The music stopped as a signal for me to move from behind the curtains of my quarters to step into the piercing sun. My moment had come to make an appearance and declare my love for the man waiting at the front. I paused, wondering for a moment if I was beautiful enough, if the lily in my hair was still blooming behind my ear. My dress was made of a simple cotton, the kind that hung on lines in the backyard waiting to be pressed by the sun and I wondered if it curved around my breasts, waist and thighs like his arms had so many times before. I pushed the light curtain to the side and put my leg out first. I looked at the fifteen feet that I had to walk and realized it would be an eternity literally. I was walking toward the rest of my life and I never understood why women had to walk it alone. Had tradition never considered the possibility of a man and woman taking this journey together? Nonetheless, I was dressed in my best determined to meet him hoping that my warm hands and my declaration to love him for an entire lifetime will loosen his stiff neck and his tense shoulders and convince him to join me. I felt the wind blowing from the east with a butterfly in its waves. The air was calm as if to join in for the serenity of the moment. Birds sat on their arched tree branches, quiet with observation. I took one step at a time, each one heavier than the other. Muttering under my breath while twirling my solid, gold ring around my fourth finger, I told myself, "Just one more step, just a moment longer."

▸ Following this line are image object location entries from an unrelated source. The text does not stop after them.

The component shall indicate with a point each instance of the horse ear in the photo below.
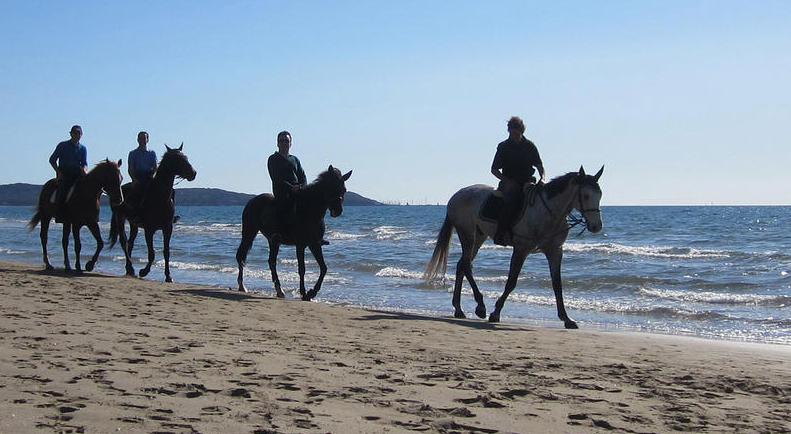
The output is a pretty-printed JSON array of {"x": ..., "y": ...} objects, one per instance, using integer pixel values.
[{"x": 598, "y": 174}]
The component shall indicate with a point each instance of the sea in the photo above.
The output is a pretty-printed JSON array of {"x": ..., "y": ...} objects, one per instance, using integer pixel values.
[{"x": 715, "y": 272}]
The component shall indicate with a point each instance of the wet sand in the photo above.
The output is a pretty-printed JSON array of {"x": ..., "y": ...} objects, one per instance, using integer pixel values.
[{"x": 100, "y": 354}]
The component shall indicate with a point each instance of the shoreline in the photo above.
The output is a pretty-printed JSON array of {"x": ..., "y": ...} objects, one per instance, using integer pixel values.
[{"x": 101, "y": 353}]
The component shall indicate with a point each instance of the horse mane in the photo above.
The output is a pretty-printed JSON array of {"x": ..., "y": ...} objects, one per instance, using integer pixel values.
[
  {"x": 102, "y": 164},
  {"x": 558, "y": 184},
  {"x": 325, "y": 176}
]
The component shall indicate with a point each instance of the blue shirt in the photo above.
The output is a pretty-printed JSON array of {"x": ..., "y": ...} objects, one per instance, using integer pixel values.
[
  {"x": 142, "y": 163},
  {"x": 69, "y": 158}
]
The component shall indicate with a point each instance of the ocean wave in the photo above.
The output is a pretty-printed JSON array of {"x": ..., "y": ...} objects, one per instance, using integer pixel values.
[
  {"x": 717, "y": 298},
  {"x": 230, "y": 228},
  {"x": 333, "y": 235},
  {"x": 398, "y": 273},
  {"x": 608, "y": 306},
  {"x": 647, "y": 251},
  {"x": 391, "y": 233}
]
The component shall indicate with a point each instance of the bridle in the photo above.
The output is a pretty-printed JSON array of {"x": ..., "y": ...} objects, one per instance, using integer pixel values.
[{"x": 574, "y": 220}]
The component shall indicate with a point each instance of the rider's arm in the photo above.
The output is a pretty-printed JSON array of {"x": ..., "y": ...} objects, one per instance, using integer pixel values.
[{"x": 53, "y": 159}]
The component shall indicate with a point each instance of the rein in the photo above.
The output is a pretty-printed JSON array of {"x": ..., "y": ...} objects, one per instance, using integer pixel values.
[{"x": 571, "y": 219}]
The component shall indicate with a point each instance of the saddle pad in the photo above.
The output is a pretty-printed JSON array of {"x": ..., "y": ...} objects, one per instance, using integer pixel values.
[{"x": 492, "y": 207}]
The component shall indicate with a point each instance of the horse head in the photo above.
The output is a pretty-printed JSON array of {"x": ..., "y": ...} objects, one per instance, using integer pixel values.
[
  {"x": 108, "y": 175},
  {"x": 588, "y": 198},
  {"x": 334, "y": 189},
  {"x": 176, "y": 162}
]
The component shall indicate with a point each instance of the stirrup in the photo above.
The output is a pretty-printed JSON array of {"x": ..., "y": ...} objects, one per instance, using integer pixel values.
[{"x": 503, "y": 238}]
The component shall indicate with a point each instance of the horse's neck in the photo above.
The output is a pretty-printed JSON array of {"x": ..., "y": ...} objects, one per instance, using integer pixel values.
[
  {"x": 90, "y": 184},
  {"x": 562, "y": 204},
  {"x": 164, "y": 181},
  {"x": 309, "y": 201}
]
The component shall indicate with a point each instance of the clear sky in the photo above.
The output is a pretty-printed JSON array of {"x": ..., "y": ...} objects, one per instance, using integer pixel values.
[{"x": 684, "y": 102}]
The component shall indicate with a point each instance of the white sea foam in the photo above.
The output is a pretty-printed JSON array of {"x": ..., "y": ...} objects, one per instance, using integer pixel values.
[
  {"x": 398, "y": 273},
  {"x": 715, "y": 297},
  {"x": 392, "y": 233},
  {"x": 647, "y": 251}
]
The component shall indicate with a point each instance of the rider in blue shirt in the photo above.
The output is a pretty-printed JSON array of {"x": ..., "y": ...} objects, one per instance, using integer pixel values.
[
  {"x": 70, "y": 161},
  {"x": 142, "y": 166}
]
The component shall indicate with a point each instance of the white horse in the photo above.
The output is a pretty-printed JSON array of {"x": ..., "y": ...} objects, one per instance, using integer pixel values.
[{"x": 542, "y": 226}]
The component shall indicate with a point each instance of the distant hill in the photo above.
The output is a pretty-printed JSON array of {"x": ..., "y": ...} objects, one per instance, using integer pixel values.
[{"x": 27, "y": 195}]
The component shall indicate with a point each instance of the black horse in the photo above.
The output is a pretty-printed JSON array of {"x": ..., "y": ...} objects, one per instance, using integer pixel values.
[
  {"x": 307, "y": 229},
  {"x": 155, "y": 212},
  {"x": 82, "y": 209}
]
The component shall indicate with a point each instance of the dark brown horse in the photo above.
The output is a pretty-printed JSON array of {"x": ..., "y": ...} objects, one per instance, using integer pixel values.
[
  {"x": 155, "y": 213},
  {"x": 82, "y": 209},
  {"x": 307, "y": 229}
]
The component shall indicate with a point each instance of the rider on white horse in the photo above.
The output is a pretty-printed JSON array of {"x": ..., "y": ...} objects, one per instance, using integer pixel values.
[{"x": 513, "y": 166}]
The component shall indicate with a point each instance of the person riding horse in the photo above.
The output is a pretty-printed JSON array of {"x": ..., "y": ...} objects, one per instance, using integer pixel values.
[
  {"x": 142, "y": 166},
  {"x": 513, "y": 166},
  {"x": 70, "y": 161},
  {"x": 288, "y": 179}
]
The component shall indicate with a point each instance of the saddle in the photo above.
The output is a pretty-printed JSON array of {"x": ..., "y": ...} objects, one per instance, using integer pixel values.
[{"x": 493, "y": 206}]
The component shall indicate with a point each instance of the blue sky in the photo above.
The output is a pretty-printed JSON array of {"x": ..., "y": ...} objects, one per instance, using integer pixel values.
[{"x": 685, "y": 102}]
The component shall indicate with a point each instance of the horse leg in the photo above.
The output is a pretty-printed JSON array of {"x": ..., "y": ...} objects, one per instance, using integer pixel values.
[
  {"x": 132, "y": 236},
  {"x": 120, "y": 222},
  {"x": 65, "y": 244},
  {"x": 149, "y": 234},
  {"x": 75, "y": 232},
  {"x": 248, "y": 236},
  {"x": 94, "y": 228},
  {"x": 554, "y": 257},
  {"x": 301, "y": 269},
  {"x": 43, "y": 235},
  {"x": 517, "y": 260},
  {"x": 274, "y": 248},
  {"x": 318, "y": 255},
  {"x": 460, "y": 272},
  {"x": 480, "y": 309},
  {"x": 469, "y": 250},
  {"x": 167, "y": 231}
]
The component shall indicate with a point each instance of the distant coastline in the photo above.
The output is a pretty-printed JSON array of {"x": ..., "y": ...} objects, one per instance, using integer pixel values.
[{"x": 22, "y": 194}]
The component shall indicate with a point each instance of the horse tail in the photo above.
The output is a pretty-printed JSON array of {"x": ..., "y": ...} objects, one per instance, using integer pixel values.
[
  {"x": 113, "y": 237},
  {"x": 438, "y": 263},
  {"x": 35, "y": 220}
]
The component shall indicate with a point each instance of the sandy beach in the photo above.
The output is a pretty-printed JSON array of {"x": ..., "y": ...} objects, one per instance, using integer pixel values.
[{"x": 99, "y": 354}]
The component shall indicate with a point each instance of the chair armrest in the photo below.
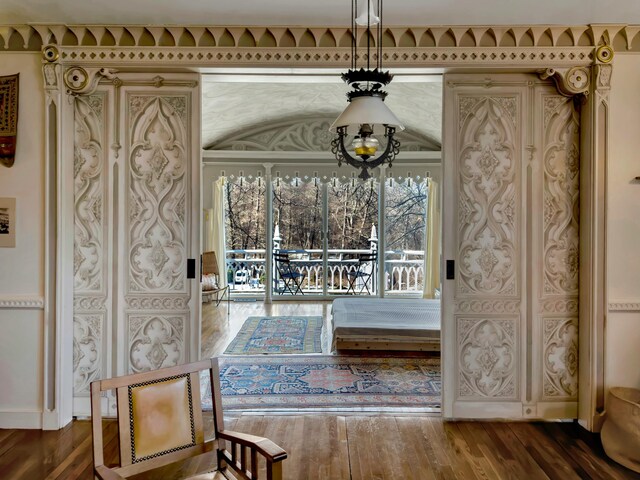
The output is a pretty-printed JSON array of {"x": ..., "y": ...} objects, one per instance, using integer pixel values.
[
  {"x": 266, "y": 447},
  {"x": 107, "y": 474}
]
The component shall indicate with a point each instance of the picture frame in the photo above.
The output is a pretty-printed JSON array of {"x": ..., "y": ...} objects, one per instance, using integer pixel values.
[{"x": 7, "y": 222}]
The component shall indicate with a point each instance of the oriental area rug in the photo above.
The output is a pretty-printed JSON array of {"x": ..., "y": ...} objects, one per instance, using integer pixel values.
[
  {"x": 277, "y": 335},
  {"x": 327, "y": 382}
]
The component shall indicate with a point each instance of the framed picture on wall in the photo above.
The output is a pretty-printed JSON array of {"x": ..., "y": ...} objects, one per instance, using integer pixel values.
[{"x": 7, "y": 222}]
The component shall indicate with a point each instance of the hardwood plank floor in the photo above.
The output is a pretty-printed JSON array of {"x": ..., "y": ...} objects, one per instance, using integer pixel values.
[{"x": 336, "y": 447}]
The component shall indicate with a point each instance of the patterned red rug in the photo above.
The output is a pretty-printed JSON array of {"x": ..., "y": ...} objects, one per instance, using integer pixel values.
[{"x": 328, "y": 382}]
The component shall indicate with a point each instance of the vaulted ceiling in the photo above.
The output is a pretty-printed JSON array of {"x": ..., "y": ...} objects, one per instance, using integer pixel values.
[
  {"x": 324, "y": 12},
  {"x": 231, "y": 108}
]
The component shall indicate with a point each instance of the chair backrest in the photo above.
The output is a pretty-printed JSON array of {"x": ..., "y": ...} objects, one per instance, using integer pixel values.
[
  {"x": 367, "y": 257},
  {"x": 210, "y": 264},
  {"x": 283, "y": 262},
  {"x": 159, "y": 416}
]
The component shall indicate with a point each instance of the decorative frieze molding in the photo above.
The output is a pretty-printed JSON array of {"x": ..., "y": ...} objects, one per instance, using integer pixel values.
[
  {"x": 336, "y": 57},
  {"x": 165, "y": 302},
  {"x": 22, "y": 301},
  {"x": 633, "y": 306},
  {"x": 32, "y": 37}
]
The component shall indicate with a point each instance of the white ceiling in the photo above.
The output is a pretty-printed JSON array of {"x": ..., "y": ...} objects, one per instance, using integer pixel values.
[
  {"x": 319, "y": 12},
  {"x": 231, "y": 108}
]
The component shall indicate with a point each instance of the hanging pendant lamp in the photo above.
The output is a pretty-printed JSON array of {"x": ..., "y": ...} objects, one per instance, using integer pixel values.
[{"x": 366, "y": 118}]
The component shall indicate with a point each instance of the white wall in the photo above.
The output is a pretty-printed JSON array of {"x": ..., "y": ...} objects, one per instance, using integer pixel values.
[
  {"x": 22, "y": 267},
  {"x": 622, "y": 336}
]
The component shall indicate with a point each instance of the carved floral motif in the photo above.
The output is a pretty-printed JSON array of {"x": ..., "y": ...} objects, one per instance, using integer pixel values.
[
  {"x": 158, "y": 181},
  {"x": 487, "y": 357},
  {"x": 156, "y": 341},
  {"x": 560, "y": 197},
  {"x": 87, "y": 351},
  {"x": 487, "y": 214},
  {"x": 89, "y": 190},
  {"x": 560, "y": 378}
]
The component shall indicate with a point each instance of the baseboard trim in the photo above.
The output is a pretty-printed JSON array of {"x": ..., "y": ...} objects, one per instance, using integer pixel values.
[
  {"x": 629, "y": 306},
  {"x": 22, "y": 419},
  {"x": 22, "y": 301}
]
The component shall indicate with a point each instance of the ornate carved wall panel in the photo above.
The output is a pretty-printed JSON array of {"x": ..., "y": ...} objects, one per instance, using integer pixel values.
[
  {"x": 156, "y": 341},
  {"x": 158, "y": 150},
  {"x": 134, "y": 194},
  {"x": 89, "y": 185},
  {"x": 560, "y": 358},
  {"x": 88, "y": 350},
  {"x": 561, "y": 196},
  {"x": 514, "y": 232},
  {"x": 90, "y": 244},
  {"x": 558, "y": 304},
  {"x": 488, "y": 197},
  {"x": 157, "y": 295}
]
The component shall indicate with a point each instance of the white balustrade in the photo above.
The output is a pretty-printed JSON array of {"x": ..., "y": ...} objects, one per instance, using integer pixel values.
[{"x": 404, "y": 270}]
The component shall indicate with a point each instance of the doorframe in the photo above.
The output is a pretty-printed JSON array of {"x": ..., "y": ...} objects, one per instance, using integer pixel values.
[{"x": 58, "y": 58}]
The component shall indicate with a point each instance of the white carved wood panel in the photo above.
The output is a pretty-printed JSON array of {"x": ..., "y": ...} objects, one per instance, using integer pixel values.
[
  {"x": 488, "y": 245},
  {"x": 158, "y": 298},
  {"x": 90, "y": 240},
  {"x": 559, "y": 248},
  {"x": 511, "y": 192},
  {"x": 488, "y": 196}
]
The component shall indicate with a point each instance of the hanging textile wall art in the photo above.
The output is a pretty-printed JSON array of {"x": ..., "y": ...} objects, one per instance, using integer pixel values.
[{"x": 8, "y": 118}]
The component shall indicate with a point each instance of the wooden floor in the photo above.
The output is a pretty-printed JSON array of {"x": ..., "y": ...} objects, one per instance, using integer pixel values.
[
  {"x": 328, "y": 447},
  {"x": 359, "y": 447}
]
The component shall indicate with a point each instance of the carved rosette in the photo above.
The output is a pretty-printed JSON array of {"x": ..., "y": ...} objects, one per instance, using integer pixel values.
[
  {"x": 488, "y": 205},
  {"x": 87, "y": 351},
  {"x": 156, "y": 341},
  {"x": 560, "y": 378},
  {"x": 89, "y": 190},
  {"x": 560, "y": 196},
  {"x": 487, "y": 358},
  {"x": 150, "y": 302},
  {"x": 487, "y": 306},
  {"x": 158, "y": 178}
]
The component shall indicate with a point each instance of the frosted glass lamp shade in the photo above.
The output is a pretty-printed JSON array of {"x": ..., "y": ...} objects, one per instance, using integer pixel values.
[
  {"x": 369, "y": 109},
  {"x": 367, "y": 12}
]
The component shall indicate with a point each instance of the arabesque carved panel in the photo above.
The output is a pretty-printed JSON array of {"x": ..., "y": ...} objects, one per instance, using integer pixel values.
[
  {"x": 560, "y": 196},
  {"x": 560, "y": 373},
  {"x": 158, "y": 181},
  {"x": 488, "y": 195},
  {"x": 89, "y": 190},
  {"x": 156, "y": 341},
  {"x": 87, "y": 351},
  {"x": 487, "y": 358}
]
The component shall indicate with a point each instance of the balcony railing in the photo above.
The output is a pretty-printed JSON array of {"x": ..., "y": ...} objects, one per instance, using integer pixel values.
[{"x": 404, "y": 271}]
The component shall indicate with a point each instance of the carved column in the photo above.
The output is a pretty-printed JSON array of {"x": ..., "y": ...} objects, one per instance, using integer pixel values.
[{"x": 593, "y": 206}]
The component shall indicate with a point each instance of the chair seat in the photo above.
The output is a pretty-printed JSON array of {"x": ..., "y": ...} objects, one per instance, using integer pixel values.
[{"x": 292, "y": 275}]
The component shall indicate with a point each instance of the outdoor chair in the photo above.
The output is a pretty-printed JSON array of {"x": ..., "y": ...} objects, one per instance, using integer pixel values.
[
  {"x": 161, "y": 429},
  {"x": 363, "y": 273},
  {"x": 291, "y": 278},
  {"x": 211, "y": 279}
]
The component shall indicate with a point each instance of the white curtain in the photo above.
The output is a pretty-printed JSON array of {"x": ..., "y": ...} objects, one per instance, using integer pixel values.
[
  {"x": 216, "y": 231},
  {"x": 432, "y": 243}
]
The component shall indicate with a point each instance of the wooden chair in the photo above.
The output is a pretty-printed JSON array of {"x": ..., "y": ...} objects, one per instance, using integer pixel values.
[
  {"x": 161, "y": 429},
  {"x": 210, "y": 267},
  {"x": 292, "y": 279}
]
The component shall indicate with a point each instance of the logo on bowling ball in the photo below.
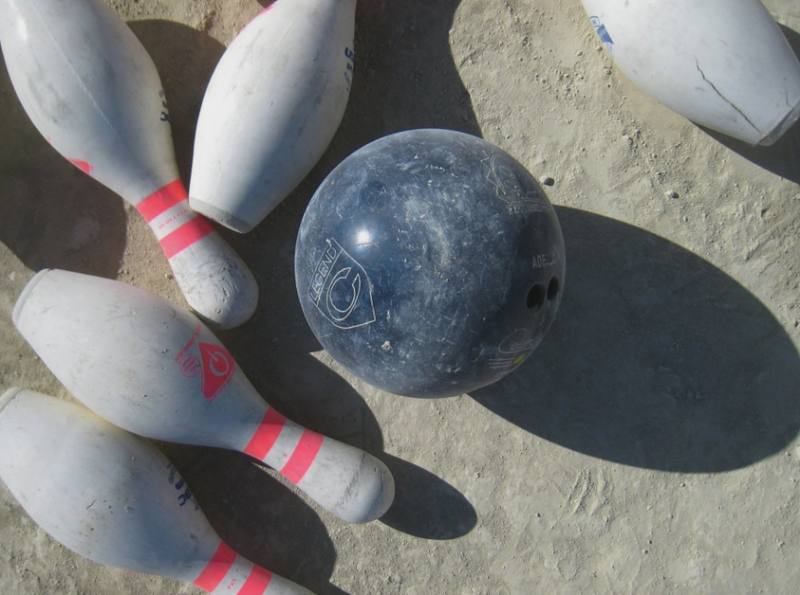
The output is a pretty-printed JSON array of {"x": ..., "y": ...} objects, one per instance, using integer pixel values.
[
  {"x": 514, "y": 349},
  {"x": 341, "y": 289},
  {"x": 212, "y": 362}
]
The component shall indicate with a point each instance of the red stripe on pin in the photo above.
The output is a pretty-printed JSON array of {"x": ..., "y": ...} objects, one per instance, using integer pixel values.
[
  {"x": 217, "y": 568},
  {"x": 257, "y": 582},
  {"x": 266, "y": 435},
  {"x": 303, "y": 456},
  {"x": 186, "y": 235},
  {"x": 162, "y": 199}
]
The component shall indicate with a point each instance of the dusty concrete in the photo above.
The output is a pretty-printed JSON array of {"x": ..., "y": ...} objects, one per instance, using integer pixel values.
[{"x": 650, "y": 443}]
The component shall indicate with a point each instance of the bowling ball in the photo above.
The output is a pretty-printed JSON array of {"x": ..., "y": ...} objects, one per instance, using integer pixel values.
[{"x": 429, "y": 263}]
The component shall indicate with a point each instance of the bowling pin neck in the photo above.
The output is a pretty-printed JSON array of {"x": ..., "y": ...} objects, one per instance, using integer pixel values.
[
  {"x": 285, "y": 446},
  {"x": 175, "y": 224},
  {"x": 8, "y": 396},
  {"x": 229, "y": 573}
]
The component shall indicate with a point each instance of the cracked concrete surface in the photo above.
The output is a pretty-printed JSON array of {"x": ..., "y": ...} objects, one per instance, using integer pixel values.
[{"x": 648, "y": 445}]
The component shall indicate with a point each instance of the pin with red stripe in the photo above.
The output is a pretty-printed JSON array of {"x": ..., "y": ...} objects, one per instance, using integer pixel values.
[
  {"x": 228, "y": 572},
  {"x": 149, "y": 523},
  {"x": 120, "y": 135},
  {"x": 159, "y": 372}
]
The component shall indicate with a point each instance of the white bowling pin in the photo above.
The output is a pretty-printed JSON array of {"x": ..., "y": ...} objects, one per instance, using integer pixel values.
[
  {"x": 157, "y": 371},
  {"x": 271, "y": 109},
  {"x": 92, "y": 90},
  {"x": 113, "y": 498},
  {"x": 723, "y": 64}
]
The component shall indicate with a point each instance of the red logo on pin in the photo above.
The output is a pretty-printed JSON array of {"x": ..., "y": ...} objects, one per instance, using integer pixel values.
[
  {"x": 218, "y": 367},
  {"x": 215, "y": 364}
]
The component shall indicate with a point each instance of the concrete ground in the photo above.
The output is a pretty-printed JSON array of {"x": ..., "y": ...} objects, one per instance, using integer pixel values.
[{"x": 648, "y": 446}]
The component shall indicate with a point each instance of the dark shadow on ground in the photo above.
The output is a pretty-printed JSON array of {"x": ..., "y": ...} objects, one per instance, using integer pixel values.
[
  {"x": 657, "y": 359},
  {"x": 782, "y": 158},
  {"x": 52, "y": 215}
]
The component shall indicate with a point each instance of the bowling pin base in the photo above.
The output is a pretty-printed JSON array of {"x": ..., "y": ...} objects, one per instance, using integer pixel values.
[
  {"x": 222, "y": 217},
  {"x": 788, "y": 122}
]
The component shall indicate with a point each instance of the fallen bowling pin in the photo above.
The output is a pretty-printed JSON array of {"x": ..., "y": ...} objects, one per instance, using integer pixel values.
[
  {"x": 271, "y": 109},
  {"x": 144, "y": 365},
  {"x": 91, "y": 89},
  {"x": 115, "y": 499},
  {"x": 724, "y": 65}
]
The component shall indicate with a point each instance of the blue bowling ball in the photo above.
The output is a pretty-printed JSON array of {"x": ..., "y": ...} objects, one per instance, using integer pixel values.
[{"x": 430, "y": 263}]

I finally reached to the front and grabbed Mason's hand. Tears streamed down my face as I hung my head low. My veil sat on my eyelashes until I used my free hand to push it back. I needed to see his face. His face so peaceful, just like the day we got married. Mason wore calm like it was his favorite color. I watched his lips hoping they would move, hoping they would say the vows we made seven years earlier just to reiterate the most important promise in marriage - till death do us part. I stood over my husband's casket grimaced with the pain of loving him in that death still, for wanting to lay beside him, for asking God to make a little more room for me in that coffin. I didn't want to part. I wanted to die with him and I wore my finest dress for the last date we would ever have. His wedding ring glistened on his cold hand and his suit framed his broad shoulders just like the Earth had when he carried it from time to time. My husband was so handsome, so wonderful, too precious to be laying in the unappreciative dirt. I felt the sun on my back hoping he would feel it too and get up to complain about just how hot it was, but he didn't move. He didn't speak. He just laid there in a mahogany casket that would never be as comfortable as our bed. I wanted to be with my husband even in death, but life had left me behind. Life had forced me to stay for just a little while longer, it had asked me to keep breathing and it hurt me to oblige. They never tell you when you get to the altar that the hardest part of your marriage would be the end of it.
I love my husband and I vowed to love him as long as we both shall live. So even though, only one of our wedding rings still turns around the flesh of a lonely ring finger when I want to feel him next to me, I will love him, in life, in death and whatever happens after that.